Abstract: The basic idea behind the ontology is to conceptualize information that is published in electronic format. The problem of ontology alignment is defined as identifying the relationship shared by the set of different entities where each entity belongs to separate ontology. The amount of similarity between two entities from two different ontologies takes part into the ontology alignment process. There are several similarity measuring methods available in the existing literature for measuring the similarity between two discrete entities from different ontologies. To obtain a comprehensive and precise result, all the similarity measures are integrated. One of the ways to combine the various similarity measures is weight-based similarity aggregation. Usually the weights with respect to various similarity measures are assigned manually or through some method. But most of the existing techniques suffer from lack of optimality. Also many evolutionary based approaches are available to find the optimal solution for weight-based similarity aggregation but they are designed as single objective optimization problem.
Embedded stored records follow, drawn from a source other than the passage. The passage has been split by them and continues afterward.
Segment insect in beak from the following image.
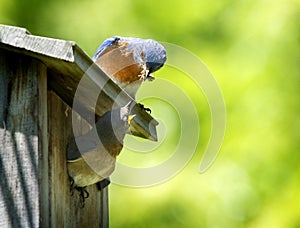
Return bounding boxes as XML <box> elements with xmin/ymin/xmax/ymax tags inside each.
<box><xmin>127</xmin><ymin>114</ymin><xmax>136</xmax><ymax>126</ymax></box>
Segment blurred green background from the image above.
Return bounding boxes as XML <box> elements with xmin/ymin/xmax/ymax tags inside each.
<box><xmin>0</xmin><ymin>0</ymin><xmax>300</xmax><ymax>227</ymax></box>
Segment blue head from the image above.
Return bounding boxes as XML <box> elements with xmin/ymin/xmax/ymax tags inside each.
<box><xmin>93</xmin><ymin>36</ymin><xmax>167</xmax><ymax>77</ymax></box>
This fact has inspired us to develop a multiobjective particle swarm based optimization algorithm for generating optimal weight based similarity aggregation to get a optimal alignment. In this article, two objectives precision and recall are simultaneously optimized. Moreover a local search is conducted for replacing the worst population in the new generation by best population acquired from the history. The proposed study is evaluated using an artificial data set and performance of the proposed method is compared with that of its single objective versions.


Keywords: ontology alignment, particle swarm optimization, multiobjective optimization, f-score.